The Home Secretary argued that the First-tier Tribunal had overlooked evidence on sufficiency of protection, family connections and local knowledge, all of which would have helped the appellant to re-integrate. The First-tier Tribunal had simply not performed its role and the assertion that it had considered all of the evidence was insufficient given it had self-evidently not done so in making the article 8 decision. The Home Secretary said that the Upper Tribunal had reached the correct decision.
The Court of Appeal set out the relevant authorities for consideration of very significant obstacles, starting with Kamara v Secretary of State for the Home Department  EWCA Civ 813, which set out the need for a “broad evaluative judgment”. The court then referred to Parveen v Secretary of State for the Home Department  EWCA Civ 932 which said that the obstacles to integration must be assessed and then a decision made on whether they are “very significant”, and Lal v Secretary of State for the Home Department  EWCA Civ 1925 which held that reasonable steps that can be taken to avoid or mitigate the obstacles must be considered.

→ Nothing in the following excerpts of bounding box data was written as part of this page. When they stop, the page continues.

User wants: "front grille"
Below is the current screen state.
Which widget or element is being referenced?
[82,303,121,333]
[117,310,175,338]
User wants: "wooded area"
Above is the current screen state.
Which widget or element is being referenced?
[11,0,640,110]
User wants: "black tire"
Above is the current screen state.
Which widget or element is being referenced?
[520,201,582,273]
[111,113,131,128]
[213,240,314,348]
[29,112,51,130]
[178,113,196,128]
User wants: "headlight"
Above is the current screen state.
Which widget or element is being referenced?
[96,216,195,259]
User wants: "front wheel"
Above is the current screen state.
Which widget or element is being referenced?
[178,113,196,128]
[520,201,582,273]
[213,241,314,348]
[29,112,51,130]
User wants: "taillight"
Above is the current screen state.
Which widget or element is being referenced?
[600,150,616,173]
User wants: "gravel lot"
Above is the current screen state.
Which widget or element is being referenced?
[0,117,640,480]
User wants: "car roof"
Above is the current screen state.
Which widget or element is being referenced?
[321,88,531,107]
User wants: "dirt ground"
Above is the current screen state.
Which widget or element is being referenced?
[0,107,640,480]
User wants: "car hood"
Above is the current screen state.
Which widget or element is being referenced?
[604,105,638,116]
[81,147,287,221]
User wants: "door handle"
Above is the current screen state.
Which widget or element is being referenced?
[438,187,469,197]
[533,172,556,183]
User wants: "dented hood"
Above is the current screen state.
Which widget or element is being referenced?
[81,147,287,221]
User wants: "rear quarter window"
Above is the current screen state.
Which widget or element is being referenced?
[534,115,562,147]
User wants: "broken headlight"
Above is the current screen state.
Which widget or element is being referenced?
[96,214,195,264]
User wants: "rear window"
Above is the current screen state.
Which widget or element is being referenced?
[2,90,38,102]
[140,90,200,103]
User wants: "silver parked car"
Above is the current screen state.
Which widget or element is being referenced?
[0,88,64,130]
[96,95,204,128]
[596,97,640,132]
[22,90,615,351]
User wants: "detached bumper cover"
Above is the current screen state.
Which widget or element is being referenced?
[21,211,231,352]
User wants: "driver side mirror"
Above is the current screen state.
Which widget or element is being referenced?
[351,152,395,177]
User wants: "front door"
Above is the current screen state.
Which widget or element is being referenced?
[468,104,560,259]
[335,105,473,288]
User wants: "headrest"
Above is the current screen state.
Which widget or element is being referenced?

The Court of Appeal emphasised that the test is a practical one and said that it was not apparent that the First-tier Tribunal had considered anything apart from the appellant’s subjective fear. The two areas of objective evidence, sufficiency of state protection and the appellant’s connections to St Kitts, were important and should have been considered. On concluding that there were likely to be obstacles to the appellant’s reintegration, the Tribunal should have then considered whether there were steps that could be reasonably taken by the appellant to avoid or mitigate the problems, and this could have included seeking state protection or help from family.
For these reasons, the court proceeded to dismiss the appeal.
The appellant has two children who are here with her in the UK, the determination does not say when they arrived in the UK but they were here and aged 10 and 8 at the date of the First-tier Tribunal’s decision in April 2021. Given the Home Office’s poor record on removals, and depending on how long they have already been here, this may not be the end of the road for this family’s stay in the UK.